This always has been a very stressful time of year for NFL coaches. They send their teams out into the world for a month or so of early summer vacation, some down time between OTAs and training camp, and stay awake at night worrying about all the ways those young men can derail the upcoming season or their own careers.
It’s why every coach delivers an annual speech reminding the team about the perils and pitfalls that 20-something-year-old millionaires may encounter away from the auspices of the team structure, along with tips to avoid them.
Still, each year at least several of them oblige low expectations with increasingly creative ways of running afoul of the rules and laws of society, rules and laws of the NFL, or rules and laws of plain old common sense.
This year, though, there is a new headache for teams to stress about, a new addition to the litany of potential transgressions that must be addressed.
It also happens to be the very thing that is making the league richer by the second.
Gambling, the now-omnipresent partner of all college and professional sports, an industry so intertwined with the NFL that there are books inside stadiums, mobile apps in which live odds fluctuate throughout games, dueling commercials among the league’s three “official” gambling partners on every broadcast, and an upcoming Super Bowl in Las Vegas, has become another tool to draw fans to the game.
Now it is the fastest way for a player to find himself ousted from it.

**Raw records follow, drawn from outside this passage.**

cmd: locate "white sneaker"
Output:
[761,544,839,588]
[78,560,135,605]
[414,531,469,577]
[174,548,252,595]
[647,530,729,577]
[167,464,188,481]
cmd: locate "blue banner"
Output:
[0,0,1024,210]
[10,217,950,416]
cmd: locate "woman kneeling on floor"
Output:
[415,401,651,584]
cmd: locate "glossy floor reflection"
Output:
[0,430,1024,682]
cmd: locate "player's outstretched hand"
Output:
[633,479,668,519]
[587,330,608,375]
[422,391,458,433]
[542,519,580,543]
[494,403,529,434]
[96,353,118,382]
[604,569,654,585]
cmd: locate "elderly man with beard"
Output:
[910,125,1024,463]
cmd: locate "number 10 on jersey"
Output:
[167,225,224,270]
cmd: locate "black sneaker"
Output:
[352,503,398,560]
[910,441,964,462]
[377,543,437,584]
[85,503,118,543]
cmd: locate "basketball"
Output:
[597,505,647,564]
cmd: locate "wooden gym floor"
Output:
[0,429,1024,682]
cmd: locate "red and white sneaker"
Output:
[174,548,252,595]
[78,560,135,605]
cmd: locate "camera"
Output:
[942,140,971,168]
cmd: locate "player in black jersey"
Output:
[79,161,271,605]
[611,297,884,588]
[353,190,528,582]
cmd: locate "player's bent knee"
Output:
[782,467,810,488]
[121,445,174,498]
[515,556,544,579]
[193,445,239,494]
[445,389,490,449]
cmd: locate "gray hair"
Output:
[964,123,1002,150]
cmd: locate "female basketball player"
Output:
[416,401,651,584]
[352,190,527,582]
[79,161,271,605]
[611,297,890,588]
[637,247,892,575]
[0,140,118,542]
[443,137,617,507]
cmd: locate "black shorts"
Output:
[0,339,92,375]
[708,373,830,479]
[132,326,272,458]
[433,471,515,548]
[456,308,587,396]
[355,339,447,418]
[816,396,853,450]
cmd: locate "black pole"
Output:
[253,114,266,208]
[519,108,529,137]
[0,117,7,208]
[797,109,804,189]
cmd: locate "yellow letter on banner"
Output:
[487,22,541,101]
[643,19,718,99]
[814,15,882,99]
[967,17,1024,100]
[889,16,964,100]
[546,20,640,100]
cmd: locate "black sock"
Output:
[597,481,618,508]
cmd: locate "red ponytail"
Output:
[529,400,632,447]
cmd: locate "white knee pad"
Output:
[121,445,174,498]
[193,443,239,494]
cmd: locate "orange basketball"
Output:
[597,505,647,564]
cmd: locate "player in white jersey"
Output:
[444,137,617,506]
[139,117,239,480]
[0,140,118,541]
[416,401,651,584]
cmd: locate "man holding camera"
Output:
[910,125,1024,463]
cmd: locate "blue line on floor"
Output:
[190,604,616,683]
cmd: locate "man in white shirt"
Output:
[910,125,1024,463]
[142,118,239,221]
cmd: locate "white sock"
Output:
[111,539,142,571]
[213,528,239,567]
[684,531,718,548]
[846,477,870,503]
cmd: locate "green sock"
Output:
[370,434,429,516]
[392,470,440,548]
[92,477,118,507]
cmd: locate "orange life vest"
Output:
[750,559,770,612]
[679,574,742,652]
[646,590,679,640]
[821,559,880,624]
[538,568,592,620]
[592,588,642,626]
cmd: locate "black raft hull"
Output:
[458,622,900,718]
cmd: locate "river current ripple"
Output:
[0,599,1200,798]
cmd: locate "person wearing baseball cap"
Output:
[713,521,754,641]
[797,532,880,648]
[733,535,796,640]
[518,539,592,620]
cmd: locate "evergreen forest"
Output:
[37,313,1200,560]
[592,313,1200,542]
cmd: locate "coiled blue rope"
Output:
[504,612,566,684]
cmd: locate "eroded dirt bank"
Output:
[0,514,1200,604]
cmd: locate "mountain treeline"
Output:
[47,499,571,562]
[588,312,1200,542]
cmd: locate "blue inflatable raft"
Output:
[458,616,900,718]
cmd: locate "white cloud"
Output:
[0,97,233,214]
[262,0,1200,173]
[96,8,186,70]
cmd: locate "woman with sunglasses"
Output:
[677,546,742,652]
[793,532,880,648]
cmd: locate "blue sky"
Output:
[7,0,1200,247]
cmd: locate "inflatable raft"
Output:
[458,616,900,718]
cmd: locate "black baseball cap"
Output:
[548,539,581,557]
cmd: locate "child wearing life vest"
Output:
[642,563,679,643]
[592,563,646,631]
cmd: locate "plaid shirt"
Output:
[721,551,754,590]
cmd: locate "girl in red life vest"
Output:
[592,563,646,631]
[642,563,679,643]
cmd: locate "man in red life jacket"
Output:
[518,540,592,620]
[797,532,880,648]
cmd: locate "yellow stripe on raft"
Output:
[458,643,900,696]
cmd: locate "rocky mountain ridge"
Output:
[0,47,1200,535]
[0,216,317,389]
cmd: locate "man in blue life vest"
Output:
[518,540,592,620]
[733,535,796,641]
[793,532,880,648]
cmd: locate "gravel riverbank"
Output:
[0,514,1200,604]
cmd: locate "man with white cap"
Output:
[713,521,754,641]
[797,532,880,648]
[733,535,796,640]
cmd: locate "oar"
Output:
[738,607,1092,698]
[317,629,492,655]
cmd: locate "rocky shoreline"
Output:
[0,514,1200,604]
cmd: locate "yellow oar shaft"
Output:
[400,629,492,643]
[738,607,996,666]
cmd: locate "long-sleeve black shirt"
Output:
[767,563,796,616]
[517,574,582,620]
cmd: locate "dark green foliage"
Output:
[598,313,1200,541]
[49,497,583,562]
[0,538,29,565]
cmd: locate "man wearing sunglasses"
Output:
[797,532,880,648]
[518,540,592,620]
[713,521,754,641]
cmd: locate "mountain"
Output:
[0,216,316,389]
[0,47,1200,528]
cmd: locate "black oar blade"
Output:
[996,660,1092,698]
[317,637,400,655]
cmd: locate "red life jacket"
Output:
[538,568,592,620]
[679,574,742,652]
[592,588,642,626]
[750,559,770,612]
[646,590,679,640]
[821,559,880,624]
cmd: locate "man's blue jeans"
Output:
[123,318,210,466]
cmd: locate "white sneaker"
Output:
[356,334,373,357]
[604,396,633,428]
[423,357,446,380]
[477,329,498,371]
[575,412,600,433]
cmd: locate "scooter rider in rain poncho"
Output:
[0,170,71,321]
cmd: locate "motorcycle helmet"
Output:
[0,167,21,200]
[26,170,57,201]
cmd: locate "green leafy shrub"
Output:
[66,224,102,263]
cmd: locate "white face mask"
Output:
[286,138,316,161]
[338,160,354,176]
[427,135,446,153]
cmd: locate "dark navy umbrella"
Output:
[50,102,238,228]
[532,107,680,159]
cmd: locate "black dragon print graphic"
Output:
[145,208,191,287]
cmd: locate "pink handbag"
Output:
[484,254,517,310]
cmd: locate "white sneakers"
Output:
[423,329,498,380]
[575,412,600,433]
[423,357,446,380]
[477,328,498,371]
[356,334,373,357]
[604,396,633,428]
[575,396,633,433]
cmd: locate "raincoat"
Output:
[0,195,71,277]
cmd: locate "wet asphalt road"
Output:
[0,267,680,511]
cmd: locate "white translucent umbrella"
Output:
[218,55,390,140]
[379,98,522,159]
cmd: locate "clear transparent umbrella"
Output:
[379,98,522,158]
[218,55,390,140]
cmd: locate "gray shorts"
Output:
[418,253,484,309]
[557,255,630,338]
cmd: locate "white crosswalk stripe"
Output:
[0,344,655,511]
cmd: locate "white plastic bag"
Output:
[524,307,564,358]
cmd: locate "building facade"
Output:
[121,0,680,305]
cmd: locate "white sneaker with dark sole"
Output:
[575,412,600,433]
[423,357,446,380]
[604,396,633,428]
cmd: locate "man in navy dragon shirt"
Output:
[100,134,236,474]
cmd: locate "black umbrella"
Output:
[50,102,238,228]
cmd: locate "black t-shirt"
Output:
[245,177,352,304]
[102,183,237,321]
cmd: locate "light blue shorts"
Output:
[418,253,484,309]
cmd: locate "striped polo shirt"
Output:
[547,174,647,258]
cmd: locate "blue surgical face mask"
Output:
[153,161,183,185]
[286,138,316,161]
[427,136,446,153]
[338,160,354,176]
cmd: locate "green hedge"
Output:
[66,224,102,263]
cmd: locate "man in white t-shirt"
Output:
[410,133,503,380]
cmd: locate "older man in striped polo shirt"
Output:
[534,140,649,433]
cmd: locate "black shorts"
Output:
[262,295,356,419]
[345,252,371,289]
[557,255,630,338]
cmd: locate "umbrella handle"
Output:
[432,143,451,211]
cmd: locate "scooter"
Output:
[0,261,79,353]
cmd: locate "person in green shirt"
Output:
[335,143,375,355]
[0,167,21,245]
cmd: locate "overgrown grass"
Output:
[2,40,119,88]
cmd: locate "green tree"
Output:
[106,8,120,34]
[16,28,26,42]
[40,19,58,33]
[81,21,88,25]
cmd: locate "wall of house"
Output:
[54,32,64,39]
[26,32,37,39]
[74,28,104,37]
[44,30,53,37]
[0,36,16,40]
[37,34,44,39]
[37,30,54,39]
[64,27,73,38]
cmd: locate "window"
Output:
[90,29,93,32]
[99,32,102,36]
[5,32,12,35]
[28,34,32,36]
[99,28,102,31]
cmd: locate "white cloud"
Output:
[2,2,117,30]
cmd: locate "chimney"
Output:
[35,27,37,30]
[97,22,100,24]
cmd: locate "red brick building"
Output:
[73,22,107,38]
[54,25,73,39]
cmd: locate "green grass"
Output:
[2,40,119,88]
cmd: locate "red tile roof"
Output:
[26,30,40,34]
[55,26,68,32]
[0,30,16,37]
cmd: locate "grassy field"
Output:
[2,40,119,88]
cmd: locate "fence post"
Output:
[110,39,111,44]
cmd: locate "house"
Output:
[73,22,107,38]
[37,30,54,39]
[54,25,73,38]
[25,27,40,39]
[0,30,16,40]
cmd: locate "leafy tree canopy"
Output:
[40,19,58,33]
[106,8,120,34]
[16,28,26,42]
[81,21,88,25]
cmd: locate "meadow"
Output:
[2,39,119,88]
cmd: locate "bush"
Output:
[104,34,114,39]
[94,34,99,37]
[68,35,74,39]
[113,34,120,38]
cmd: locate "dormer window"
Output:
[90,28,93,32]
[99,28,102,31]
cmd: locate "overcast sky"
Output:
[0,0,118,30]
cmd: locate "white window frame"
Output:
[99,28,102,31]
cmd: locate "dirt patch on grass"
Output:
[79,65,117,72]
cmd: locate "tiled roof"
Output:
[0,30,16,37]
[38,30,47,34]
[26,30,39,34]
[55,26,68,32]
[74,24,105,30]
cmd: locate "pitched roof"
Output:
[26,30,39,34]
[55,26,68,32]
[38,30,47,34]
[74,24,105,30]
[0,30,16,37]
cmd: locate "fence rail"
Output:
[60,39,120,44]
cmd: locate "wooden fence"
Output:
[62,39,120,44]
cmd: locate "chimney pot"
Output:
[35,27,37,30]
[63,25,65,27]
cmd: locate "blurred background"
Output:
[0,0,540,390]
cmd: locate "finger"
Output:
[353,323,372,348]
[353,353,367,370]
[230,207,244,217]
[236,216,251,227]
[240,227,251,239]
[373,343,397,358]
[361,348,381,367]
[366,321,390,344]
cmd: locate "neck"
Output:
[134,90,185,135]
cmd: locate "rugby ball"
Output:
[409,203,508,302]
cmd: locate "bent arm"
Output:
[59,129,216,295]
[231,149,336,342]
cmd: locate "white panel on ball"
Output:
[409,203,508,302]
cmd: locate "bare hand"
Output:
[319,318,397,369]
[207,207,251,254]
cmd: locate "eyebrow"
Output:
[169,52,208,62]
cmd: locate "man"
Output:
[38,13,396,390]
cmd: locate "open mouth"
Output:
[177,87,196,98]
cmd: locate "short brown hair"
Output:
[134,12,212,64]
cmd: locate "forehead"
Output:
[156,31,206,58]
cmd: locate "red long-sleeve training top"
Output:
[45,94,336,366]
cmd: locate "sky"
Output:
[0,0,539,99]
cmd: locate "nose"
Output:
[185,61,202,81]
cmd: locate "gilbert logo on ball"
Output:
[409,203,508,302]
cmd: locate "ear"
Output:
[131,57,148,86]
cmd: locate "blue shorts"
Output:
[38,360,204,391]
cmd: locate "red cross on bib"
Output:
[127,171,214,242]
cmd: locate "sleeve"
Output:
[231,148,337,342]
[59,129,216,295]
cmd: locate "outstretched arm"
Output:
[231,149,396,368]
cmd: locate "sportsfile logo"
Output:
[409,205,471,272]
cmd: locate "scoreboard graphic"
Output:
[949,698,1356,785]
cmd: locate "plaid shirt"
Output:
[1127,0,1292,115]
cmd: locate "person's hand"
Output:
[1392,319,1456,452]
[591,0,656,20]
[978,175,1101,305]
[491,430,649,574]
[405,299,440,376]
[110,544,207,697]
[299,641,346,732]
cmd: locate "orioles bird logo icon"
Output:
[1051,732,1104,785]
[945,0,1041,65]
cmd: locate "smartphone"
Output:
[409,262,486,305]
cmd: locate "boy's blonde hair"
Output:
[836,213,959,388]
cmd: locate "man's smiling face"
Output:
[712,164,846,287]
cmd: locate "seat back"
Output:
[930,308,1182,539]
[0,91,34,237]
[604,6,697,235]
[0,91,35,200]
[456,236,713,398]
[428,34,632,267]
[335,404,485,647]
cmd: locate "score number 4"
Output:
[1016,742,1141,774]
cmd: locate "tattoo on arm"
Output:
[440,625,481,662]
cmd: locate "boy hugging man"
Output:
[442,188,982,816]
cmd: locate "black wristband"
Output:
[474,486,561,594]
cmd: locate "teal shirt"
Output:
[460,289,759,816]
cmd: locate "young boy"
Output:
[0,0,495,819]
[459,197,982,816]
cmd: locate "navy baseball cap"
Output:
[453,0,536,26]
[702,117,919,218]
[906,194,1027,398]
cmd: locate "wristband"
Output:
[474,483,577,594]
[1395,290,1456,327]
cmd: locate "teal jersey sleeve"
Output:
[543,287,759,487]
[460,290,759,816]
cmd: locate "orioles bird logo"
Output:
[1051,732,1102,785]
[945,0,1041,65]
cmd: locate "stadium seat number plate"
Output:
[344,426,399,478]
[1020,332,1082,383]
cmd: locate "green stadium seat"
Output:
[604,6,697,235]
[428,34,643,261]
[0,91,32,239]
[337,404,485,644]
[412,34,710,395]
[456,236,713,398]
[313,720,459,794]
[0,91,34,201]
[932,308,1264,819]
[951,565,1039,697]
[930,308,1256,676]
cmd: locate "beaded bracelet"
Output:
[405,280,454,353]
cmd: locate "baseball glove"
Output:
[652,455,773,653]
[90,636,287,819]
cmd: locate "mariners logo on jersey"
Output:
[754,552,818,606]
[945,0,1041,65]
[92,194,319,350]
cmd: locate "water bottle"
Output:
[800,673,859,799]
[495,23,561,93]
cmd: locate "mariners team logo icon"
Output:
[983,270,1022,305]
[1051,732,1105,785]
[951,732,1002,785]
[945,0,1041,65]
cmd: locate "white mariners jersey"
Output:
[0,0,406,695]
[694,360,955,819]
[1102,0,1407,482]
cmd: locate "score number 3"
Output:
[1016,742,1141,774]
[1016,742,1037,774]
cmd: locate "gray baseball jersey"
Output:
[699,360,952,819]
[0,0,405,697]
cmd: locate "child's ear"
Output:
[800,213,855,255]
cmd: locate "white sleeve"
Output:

Seven NFL players, at least one assistant coach (Jets receivers coach Miles Austin) and an undisclosed number of team employees have been found to have violated the league’s gambling policy in the five years since the Supreme Court struck down the federal ban on sports betting, essentially opening the door for gambling in states that wish to allow it. Thirty-three states, the District of Columbia and Puerto Rico have launched legal betting markets since. That doesn’t include the latest news this week that the league is investigating Colts cornerback Isaiah Rodgers for possibly betting on his own team last season. That, at least, represents a less defensible conflict that can undermine public faith in the outcomes of games if not the differences in points by which they are decided. Most of the other violations, though, if the perpetrators are to be believed, seem petty, are based on which WiFi network was being used, or have nothing to do with football itself.
Yet the league insists on putting the full weight of its disciplinary penchant behind each and every innocuous incident it uncovers.
The only way things could be more hypocritical is if one of the league’s official gambling sponsors were to post an over/under line on how many players will be suspended for gambling this upcoming season. Even that wouldn’t be surprising at this point.
It isn’t just coaches who are reminding players of the league’s stances, cockeyed though they are, on what was once taboo but is now sanctioned. A video that will be shown to everyone in the league this spring will reportedly include an introduction by none other than Tom Brady. Yes, the quarterback the league once suspended four games for “violating the NFL policy on the integrity of the game” is now the spokesman for its moral compass. Apparently they couldn’t get Peyton or Eli Manning to do the job between filming their spots for Caesars.
However ridiculous the rules are – and they are – they are the rules. Anyone who works for any employee knows there are actions that are prohibited. The easiest way to avoid a stern sentence from the shield in this case is to avoid gambling in all its available forms.
“It’s easy to gamble,” Jets linebacker C.J. Mosley said this week. “You just download an app. I’m not really a gambler so I don’t really have that problem. But you just have to be smarter, you have to deal with your surroundings, know the rules, and at the end of the day, really, just don’t gamble. If you don’t know what’s going on or know the exact rules, just don’t do it.”
That paradigm used to work well. There was a clear line that could not be crossed by anyone. Gambling equals bad. It was simple.
Things aren’t so simple any longer, and the old answers don’t work.
“Honestly, I’m just as surprised as everyone else when it pops on the ticker,” Mosley said of gambling-related news regarding players. “I’ve been in this league a long time and I don’t think I’ve heard of or seen this many suspensions from gambling. I don’t know. I hope they get the message now. But it’s not good at all. You just have to be smarter than that.”
The players do, sure. But the league has an obligation too. Moreso.
The NFL, a league that once prohibited players from attending fantasy football events, dove headfirst into gambling like Scrooge McDuck into his vault as soon as it became clear it could produce revenue. It bent whatever ethical high ground it had to accommodate profit, at least at the highest suit-wearing levels of the sport.
What it hasn’t done well enough is adjust how it addresses those who now live in a new world it helped create.